In the following code, I allocate so little memory from malloc() that
it is quite likely completely satisfied by whatever is in the heap.

#include <stdio.h>
#include <malloc.h>
main()
{
    char *p;
    p = malloc(0x10);
    strcpy(p, "01234567890ABCDEF0123456789ABCDEF\n");
    puts(p);
    return 0;
}

Note that I deliberately overwrite the buffer! The machine does not
seg-fault because whatever is in the heap is already owned by the
process. However, subsequent calls to malloc() may fail because I
just might have corrupted my heap. Of course it's my heap, owned
by my process, so if I want to corrupt it, rendering malloc()
unusable, it's my business. The kernel doesn't even know nor care.

So as you can see malloc() doesn't really allocate anything. It
just keeps track of whatever is in the heap and asks the kernel
for new pages, by setting the break address, whenever a local
allocation would fail.

Setting a new break address, just adds a new page to the process
page table. The new page is marked 'not present'. Nothing is allocated.
This is a performance enhancement. If I attempt to access a page that
is not in the process page-table, the page-fault handler will send a
fatal signal to the process (seg-fault). If I attempt to access a page
that exists in the process page-table, but is not in memory
(the default case), the kernel will fault in a new page. Then the
kernel marks the page 'present' and subsequent accesses will not
cause a page-fault.

This happens on a page-by-page basis, conserving real pages when
possible. Page-faults are caused by hardware and they are very
fast. If a free page is present in memory, adding that page to
the page-table (by software) is also very fast. However, attempting
to free pages is very slow because they have to be stolen and
their contents written to disk storage.

A problem occurs when there are no longer any free pages to steal.
Since a read/write attempt was made to a page that will never be
present, the kernel can't just return control to the faulting task.
If it did so, the faulting task would think that whatever it read
or whatever it wrote was, in fact, secure in RAM. So, once you
are out of virtual RAM, you are in a heap of trouble, pun intended.

Suppose there is a way of solving this problem. It could be transparent
to any applications they would just have to be recompiled. Suppose
malloc() was changed so it contained a signal handler.

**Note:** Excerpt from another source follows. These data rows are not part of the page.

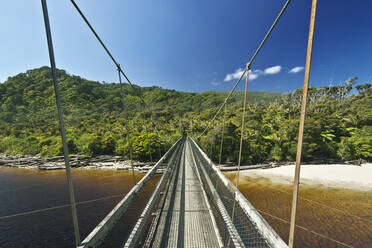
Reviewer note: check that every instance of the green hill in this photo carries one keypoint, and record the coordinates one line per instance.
(338, 123)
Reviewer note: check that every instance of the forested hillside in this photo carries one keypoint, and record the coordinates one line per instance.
(338, 125)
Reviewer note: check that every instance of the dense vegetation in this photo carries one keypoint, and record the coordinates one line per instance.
(338, 124)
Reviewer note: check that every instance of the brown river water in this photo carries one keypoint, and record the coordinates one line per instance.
(326, 217)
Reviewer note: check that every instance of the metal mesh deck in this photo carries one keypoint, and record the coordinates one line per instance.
(186, 220)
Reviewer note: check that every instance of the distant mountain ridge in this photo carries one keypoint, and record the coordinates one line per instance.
(32, 93)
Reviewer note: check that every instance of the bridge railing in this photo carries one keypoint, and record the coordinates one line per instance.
(95, 238)
(239, 223)
(147, 225)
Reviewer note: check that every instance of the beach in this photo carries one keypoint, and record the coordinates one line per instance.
(335, 175)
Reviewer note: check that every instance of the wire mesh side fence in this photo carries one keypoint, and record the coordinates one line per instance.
(249, 228)
(103, 229)
(147, 225)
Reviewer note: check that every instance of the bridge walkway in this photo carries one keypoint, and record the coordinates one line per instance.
(186, 219)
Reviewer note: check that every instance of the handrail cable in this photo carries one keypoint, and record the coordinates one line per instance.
(58, 207)
(248, 64)
(306, 229)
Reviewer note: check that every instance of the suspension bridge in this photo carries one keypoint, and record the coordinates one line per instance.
(193, 204)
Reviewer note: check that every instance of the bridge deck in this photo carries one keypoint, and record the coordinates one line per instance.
(186, 219)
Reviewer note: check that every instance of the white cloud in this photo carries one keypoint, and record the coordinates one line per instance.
(238, 73)
(273, 70)
(296, 69)
(254, 74)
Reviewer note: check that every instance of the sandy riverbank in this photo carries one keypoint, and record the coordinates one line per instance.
(336, 175)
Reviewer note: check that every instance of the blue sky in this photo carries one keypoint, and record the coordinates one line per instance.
(191, 45)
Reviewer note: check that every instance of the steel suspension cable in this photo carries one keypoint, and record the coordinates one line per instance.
(296, 180)
(249, 63)
(106, 49)
(113, 59)
(241, 141)
(222, 135)
(127, 128)
(61, 123)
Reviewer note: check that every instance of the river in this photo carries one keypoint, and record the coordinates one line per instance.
(326, 216)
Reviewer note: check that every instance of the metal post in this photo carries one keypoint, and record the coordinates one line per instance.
(302, 123)
(180, 126)
(126, 126)
(61, 123)
(222, 134)
(147, 135)
(191, 127)
(242, 129)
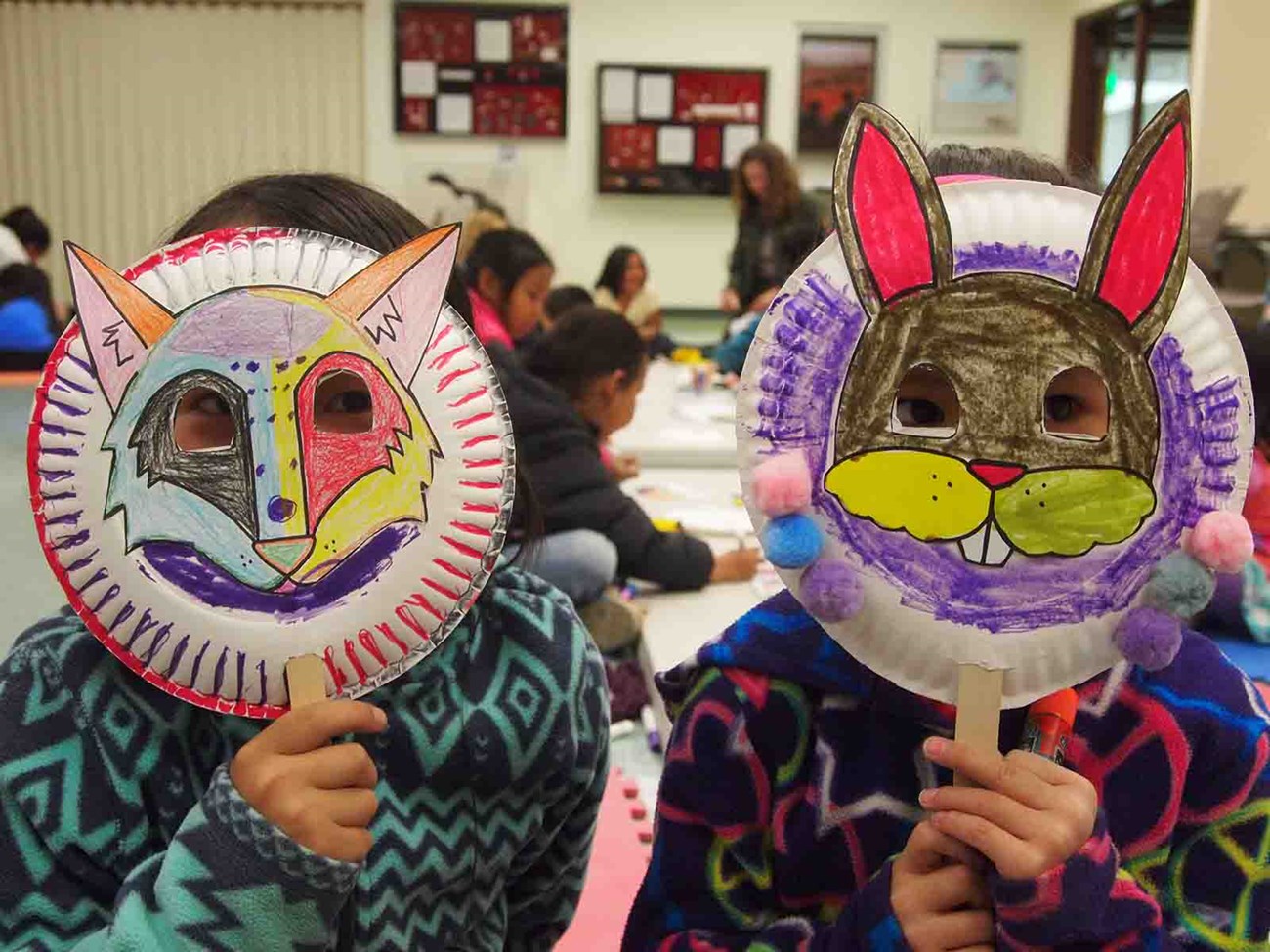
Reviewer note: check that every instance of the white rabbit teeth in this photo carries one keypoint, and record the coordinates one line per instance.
(987, 546)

When malloc() attempts to set a new break address, it sets up a
handler. Then it calls the kernel to set a new break address.
Malloc(), before accepting this address, could write a word of
zeros to the top allocation. This could cause a page-fault. If
the page-fault handler could not fault in a new page, it could
send a signal to the process (received my malloc()). Malloc
can then return NULL for the current allocation request. In this
manner, the caller of malloc() would always be assured that memory
was available.

Unfortunately, this is naive. The first time the break address was
extended, this would work. However, what happens after the kernel
steals pages from your task to satisfy other requests? Eventually
pages that you thought you owned, have to be faulted in. There may
be no more pages to steal so you, thinking you have safely allocated
real pages, are now deadlocked --and dead.

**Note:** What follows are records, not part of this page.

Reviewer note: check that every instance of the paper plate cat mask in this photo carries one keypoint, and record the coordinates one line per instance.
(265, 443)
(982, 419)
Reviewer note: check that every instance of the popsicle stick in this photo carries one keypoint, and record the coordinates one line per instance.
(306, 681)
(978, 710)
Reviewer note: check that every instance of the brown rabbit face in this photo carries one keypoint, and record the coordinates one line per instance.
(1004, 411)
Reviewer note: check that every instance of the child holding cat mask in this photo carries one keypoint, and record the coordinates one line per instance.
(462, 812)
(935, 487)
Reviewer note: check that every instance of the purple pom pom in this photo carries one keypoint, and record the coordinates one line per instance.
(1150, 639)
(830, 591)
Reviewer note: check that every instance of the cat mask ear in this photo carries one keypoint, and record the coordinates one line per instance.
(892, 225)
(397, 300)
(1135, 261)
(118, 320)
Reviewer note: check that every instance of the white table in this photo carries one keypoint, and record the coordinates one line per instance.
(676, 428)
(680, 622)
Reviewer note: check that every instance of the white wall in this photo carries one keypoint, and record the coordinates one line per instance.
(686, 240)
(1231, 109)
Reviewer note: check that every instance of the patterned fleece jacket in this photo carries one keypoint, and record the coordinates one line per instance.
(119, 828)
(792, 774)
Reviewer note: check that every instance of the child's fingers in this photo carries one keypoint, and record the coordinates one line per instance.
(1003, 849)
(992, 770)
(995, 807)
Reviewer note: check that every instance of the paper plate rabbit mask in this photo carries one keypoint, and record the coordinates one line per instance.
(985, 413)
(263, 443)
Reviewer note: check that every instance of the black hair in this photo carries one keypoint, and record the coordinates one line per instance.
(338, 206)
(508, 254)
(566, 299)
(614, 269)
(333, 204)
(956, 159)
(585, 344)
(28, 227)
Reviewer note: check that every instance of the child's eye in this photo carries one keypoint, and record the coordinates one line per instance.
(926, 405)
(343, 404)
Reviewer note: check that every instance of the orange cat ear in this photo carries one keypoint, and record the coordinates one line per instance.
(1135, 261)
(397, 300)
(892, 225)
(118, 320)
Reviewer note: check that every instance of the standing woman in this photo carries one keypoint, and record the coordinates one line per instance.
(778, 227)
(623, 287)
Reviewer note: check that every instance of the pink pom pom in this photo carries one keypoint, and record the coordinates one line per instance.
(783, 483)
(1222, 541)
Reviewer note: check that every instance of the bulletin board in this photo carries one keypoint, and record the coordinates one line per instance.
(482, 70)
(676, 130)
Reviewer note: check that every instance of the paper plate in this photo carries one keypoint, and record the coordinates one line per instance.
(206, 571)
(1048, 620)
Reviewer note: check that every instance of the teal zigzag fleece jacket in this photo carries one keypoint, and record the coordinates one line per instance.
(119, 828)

The only solution to an out-of-memory condition is to never run
out of memory. The place where all of the system information is
known is in "user space". The kernel readily "knows" stuff about the
current process, but retrieving information about other tasks in
a page-fault handler would result in an extremely poor performing
machine. A user-space daemon can acquire information about all the
tasks, can detect runaway tasks, can safeguard special tasks like
Web Servers that haven't gone crazy, and can watch for performance
hurting rogue programs.

Such a program, if properly designed, is the solution to such
out-of-memory conditions.

Cheers,
Dick Johnson

Penguin : Linux version 2.3.41 on an i686 machine (800.63 BogoMips).